Cimeira da UE avança no uso de ativos russos congelados para ajuda à Ucrânia

Após o recente congelamento permanente de ativos russos, os líderes da UE na cimeira de Bruxelas progrediram no sentido de os utilizar para conceder um empréstimo de 90 mil milhões de euros à Ucrânia, com a Bélgica aberta a compromissos sob garantias. Recurso ao orçamento da UE se necessário. Acordo comercial Mercosur adiado para janeiro em meio a protestos.

Com base na decisão de 12 de dezembro de 25 Estados-membros da UE de congelar indefinidamente cerca de 210 mil milhões de euros em ativos do banco central russo, os líderes na cimeira de Bruxelas a 18 de dezembro priorizaram a mobilização desses fundos — maioritariamente detidos pela Euroclear da Bélgica — para ajuda à Ucrânia.

Foram reportados progressos à medida que o primeiro-ministro belga Bart De Wever suavizou a oposição, afirmando: «Se for totalmente mutualizado e o risco for eliminado para o nosso país, então saltaremos para o abismo juntos com todos os europeus e esperamos que o paraquedas nos segure.» O plano centra-se num empréstimo de reparações de 90 mil milhões de euros, desembolsado em tranches a partir de abril de 2026 e reembolsável apenas se a Rússia compensar os danos de guerra.

O presidente ucraniano Volodymyr Zelensky insistiu: «Sei que a Rússia está a intimidar vários países sobre esta decisão. Mas não devemos temer as ameaças; devemos temer a fraqueza da Europa.» O primeiro-ministro polaco Donald Tusk alertou: «Temos uma escolha simples: dinheiro hoje ou sangue amanhã», enquanto o chanceler alemão Friedrich Merz o apoiou para demonstrar «força e determinação face à Rússia». O Kremlin classificou-o como um potencial casus belli.

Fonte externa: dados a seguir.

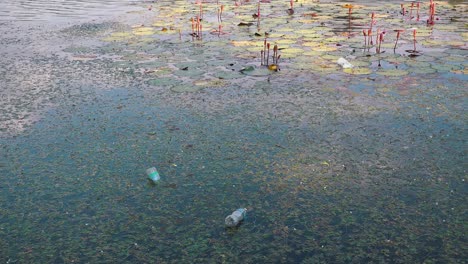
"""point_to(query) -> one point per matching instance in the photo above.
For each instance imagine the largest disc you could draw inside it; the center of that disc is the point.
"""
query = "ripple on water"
(57, 10)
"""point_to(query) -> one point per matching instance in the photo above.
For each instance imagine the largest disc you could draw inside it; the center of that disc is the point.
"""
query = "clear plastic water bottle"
(153, 174)
(236, 217)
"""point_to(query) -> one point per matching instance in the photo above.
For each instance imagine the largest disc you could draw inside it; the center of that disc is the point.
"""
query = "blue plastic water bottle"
(153, 174)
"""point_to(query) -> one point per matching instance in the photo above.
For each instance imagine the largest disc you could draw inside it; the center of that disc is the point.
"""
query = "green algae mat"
(238, 104)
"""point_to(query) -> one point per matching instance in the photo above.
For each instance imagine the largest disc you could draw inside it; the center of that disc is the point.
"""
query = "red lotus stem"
(396, 41)
(365, 37)
(201, 10)
(417, 11)
(268, 52)
(261, 57)
(258, 10)
(380, 40)
(369, 37)
(275, 53)
(411, 10)
(193, 26)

A falta de acordo ativaria o uso da margem orçamental da UE como medida de emergência para evitar a falência da Ucrânia em meio à resistência contínua à invasão, reforçando a credibilidade da UE especialmente com o apoio dos EUA incerto.

Em separado, o acordo comercial UE-Mercosur foi adiado para meados de janeiro devido a pressões internas italianas sob Giorgia Meloni, protestos de agricultores que bloqueiam Bruxelas e oposição da França e da Polónia.